馬車中鑽出一名三十來歲的,眼睛深邃的青年男子,踱步而來,李世民看清來人,連忙下馬,主動行禮道:“原來是無忌哥,世民有禮了。”
這攔路的青年正是長孫無忌,其妹觀音婢三年前便嫁給了李世民,長孫無忌與李世民也是一見如故,關係向來很好。
“世民,我在這裡可是等你兩個時辰了!”長孫無忌作揖回禮。
李世民眼睛一亮,連忙說道:“無忌哥是想跟我去太原……”
……
二人寒暄幾句,便一同上路,不過長孫無忌畢竟是文人,雖然會騎馬,但李世民還是體貼的將速度慢了下來。

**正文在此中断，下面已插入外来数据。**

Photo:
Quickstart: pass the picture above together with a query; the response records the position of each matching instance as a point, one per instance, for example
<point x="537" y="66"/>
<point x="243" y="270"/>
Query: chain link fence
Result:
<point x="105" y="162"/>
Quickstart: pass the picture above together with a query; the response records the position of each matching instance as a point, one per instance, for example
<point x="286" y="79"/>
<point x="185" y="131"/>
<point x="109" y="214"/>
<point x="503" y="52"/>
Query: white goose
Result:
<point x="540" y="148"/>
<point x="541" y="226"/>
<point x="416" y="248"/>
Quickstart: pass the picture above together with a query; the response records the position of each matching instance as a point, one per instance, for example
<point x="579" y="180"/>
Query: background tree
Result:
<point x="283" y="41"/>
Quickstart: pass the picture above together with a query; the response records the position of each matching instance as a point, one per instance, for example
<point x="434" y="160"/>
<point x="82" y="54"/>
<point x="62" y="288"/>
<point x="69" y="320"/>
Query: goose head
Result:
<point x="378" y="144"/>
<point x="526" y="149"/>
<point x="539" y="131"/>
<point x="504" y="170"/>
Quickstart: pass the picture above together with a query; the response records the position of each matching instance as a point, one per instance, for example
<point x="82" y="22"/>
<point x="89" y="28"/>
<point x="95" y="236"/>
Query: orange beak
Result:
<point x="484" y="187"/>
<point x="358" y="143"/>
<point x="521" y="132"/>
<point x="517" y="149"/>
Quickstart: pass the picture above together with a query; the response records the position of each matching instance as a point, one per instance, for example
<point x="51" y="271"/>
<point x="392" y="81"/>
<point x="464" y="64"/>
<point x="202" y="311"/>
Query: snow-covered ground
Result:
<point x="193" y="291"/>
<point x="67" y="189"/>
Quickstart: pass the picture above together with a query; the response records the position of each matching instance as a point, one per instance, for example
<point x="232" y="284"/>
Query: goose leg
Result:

“秦安王帶領五千人,殺潰中原三十萬賊寇,十數萬百姓面前將十四名賊首千刀萬剮,真是大快人心啊!”路上休息時,李世民突然一臉感慨的說道,神色之中充滿濃濃的嚮往之色,但說這句話的時候,眼睛餘光卻注意着長孫無忌的神色變化。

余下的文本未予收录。